Fans of money, hold on to your hats. Apple has announced that its next quarterly financial conference call will be held on Tuesday, April 23, 2013 at 2 p.m. Pacific, 5 p.m. Eastern. In all likelihood, CEO Tim Cook will be joined by CFO Peter Oppenheimer, and the inscrutably terse company treasure, Gary Wipfler, to discuss Apple's performance in its second fiscal quarter of 2013.
But there are a few reasons why this upcoming conference call might be more, shall we say, drama-filled than many of its fellows. For one, you might recall that in its last quarterly results, Apple changed up its process for issuing guidance about subsequent quarters, promising it would no longer provide numbers it was all but certain--short of the imminent apocalyptic collapse of society--to make.
Instead, Oppenheimer gave a range of predictions, saying that the company expected to bring home revenue between $41 billion and $43 billion, with a gross margin between 37.5 and 38.5 percent, operating expenses between $3.8 billion and $3.9 million, other income/(expense) of $350 million, and a tax rate of 26 percent.
As of this writing, the analysts consensus seems to be that Apple will still rake in growth in its revenue for the current quarter: The average estimate is $42.77 billion, which is right in the sweet spot of the company's guidance.
Notably absent from Oppenheimer's predictions was Apple's traditional forecast of earnings per share; during the call, the CFO said that the given information could be used as the basis for a number of possibilities for EPS.
But current consensus for that number seems to point in one direction: down. Analyst estimates put the company's earnings per share in the range of $9 to $10, compared to the $12.30 in earnings per share that Apple brought home in the second quarter of 2012. That would mark the first time in recent memory that the company's income has dropped year-over-year and, as with any change of this sort, expect the analysts to cry bloody murder. It's also likely to provide a significant benchmark in terms of gauging Apple's new forecast system.
But, unlike the fluctuations in stock price, which are all too often based on the opaque perambulations of the market, a drop in net income could be significant, in that it may actually reflect something of Apple's performance. If the company's income does indeed shrink compared to last year, there are a number of reasons that might be at play, most of which aren't as catastrophic as they might be made out to be.
It's possible, for example, that supply problems have constrained Apple's ability to meet demand for its products--it simply can't build them fast enough. That's a sentiment we've heard repeatedly from Cook in recent earnings calls. Apple might also be selling more of its lower-profit items, such as the iPad 2, the iPad mini, and the older, cheaper iPhones.

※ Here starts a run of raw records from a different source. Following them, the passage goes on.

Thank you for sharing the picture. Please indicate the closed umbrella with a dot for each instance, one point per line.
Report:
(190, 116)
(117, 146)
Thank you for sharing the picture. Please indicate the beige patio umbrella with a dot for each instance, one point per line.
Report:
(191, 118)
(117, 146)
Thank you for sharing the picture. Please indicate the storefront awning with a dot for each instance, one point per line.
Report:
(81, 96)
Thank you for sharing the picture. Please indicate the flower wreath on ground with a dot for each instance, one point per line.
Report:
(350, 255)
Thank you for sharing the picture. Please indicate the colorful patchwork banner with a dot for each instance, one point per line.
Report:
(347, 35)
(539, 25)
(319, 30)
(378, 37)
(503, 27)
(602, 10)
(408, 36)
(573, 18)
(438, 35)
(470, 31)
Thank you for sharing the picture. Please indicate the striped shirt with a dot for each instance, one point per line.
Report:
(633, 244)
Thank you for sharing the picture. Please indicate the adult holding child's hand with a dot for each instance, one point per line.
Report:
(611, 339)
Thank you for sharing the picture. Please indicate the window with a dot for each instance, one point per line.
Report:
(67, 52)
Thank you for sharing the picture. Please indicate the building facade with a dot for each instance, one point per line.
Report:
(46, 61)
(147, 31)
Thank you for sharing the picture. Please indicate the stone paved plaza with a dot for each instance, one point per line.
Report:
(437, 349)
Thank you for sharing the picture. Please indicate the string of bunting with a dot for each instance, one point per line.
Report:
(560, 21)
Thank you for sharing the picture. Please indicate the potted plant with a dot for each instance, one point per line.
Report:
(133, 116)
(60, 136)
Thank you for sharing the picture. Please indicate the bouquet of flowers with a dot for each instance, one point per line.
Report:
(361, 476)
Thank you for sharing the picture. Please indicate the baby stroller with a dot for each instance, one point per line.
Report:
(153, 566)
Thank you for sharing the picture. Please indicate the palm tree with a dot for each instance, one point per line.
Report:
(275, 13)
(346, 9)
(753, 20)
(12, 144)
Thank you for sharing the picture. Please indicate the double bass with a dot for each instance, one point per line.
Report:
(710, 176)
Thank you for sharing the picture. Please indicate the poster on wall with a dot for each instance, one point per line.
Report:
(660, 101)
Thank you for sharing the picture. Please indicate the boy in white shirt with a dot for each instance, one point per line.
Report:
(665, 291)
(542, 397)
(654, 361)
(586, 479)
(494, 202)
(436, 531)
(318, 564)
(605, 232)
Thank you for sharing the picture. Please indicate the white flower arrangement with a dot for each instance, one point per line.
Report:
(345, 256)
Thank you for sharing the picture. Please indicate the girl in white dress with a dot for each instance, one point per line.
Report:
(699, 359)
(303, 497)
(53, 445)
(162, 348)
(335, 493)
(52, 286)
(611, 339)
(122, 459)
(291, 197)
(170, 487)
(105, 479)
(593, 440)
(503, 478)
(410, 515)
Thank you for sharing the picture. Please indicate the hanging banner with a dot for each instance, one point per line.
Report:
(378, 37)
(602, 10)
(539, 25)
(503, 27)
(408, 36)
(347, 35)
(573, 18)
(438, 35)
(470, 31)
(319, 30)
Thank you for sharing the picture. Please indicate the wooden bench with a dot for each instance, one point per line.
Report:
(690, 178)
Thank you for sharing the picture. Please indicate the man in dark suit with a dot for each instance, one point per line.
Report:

And while the Mac has largely outperformed the PC market over the last several years, that's a segment that's been seeing sharper and sharper declines with the advent of mobile devices like smartphones and tablets. Plus, it's worth keeping in mind that the last quarter has seen very little in new products from the company.
None of this is to spread doom and gloom, however. Let's be crystal clear: Even if the company's profit growth is down, Apple is still set to make a hefty profit. Just as one swallow does not make a summer, one dip in profit doesn't mar a company's fortunes forever.